Separar cámaras, enchufes y otros dispositivos IoT en una red distinta puede limitar el acceso que tienen al resto de la vivienda. Una VLAN es una forma habitual de hacerlo cuando el router y los switches lo permiten.
Qué problema resuelve
Muchos dispositivos conectados no necesitan comunicarse con ordenadores, NAS o equipos de trabajo. Si quedan en una red separada, puedes permitir únicamente las conexiones que realmente necesitan.

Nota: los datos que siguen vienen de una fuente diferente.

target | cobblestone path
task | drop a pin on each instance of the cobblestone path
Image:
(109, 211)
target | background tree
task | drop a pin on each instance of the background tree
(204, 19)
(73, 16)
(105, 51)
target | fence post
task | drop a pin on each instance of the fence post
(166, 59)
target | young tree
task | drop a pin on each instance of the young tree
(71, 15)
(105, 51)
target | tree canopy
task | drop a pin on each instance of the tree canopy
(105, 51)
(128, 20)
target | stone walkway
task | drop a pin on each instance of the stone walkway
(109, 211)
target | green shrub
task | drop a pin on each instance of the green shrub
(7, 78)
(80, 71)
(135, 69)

No todos los dispositivos deben quedar aislados igual
Home Assistant necesita comunicarse con parte de la red IoT. Algunas integraciones también usan descubrimiento local mediante mDNS u otros protocolos. Una segmentación demasiado estricta puede romper funciones que antes funcionaban sin configuración adicional.
Cámaras
Las cámaras son buenas candidatas para una red específica. Normalmente necesitan hablar con el NVR, DNS, NTP y, según el modelo, algún servicio externo. Si no necesitan Internet, puede bloquearse esa salida y permitir solo el tráfico local requerido.
Servidor domótico
El servidor suele necesitar acceso a varias redes. En lugar de abrir todo entre ellas, se pueden crear reglas concretas para los puertos y destinos necesarios.
Qué necesitas
Router o firewall con soporte VLAN, switches compatibles cuando haya enlaces etiquetados y puntos de acceso capaces de asociar distintos SSID a cada red. También necesitas documentar las reglas para saber por qué un dispositivo puede o no comunicarse.
Cuándo no compensa
En una instalación pequeña, una red sencilla y bien mantenida puede ser suficiente. Añadir VLAN sin entender las dependencias aumenta la complejidad y puede dificultar el diagnóstico.
La segmentación tiene sentido cuando responde a un objetivo concreto: limitar cámaras, separar invitados, aislar equipos poco fiables o proteger servidores y datos importantes.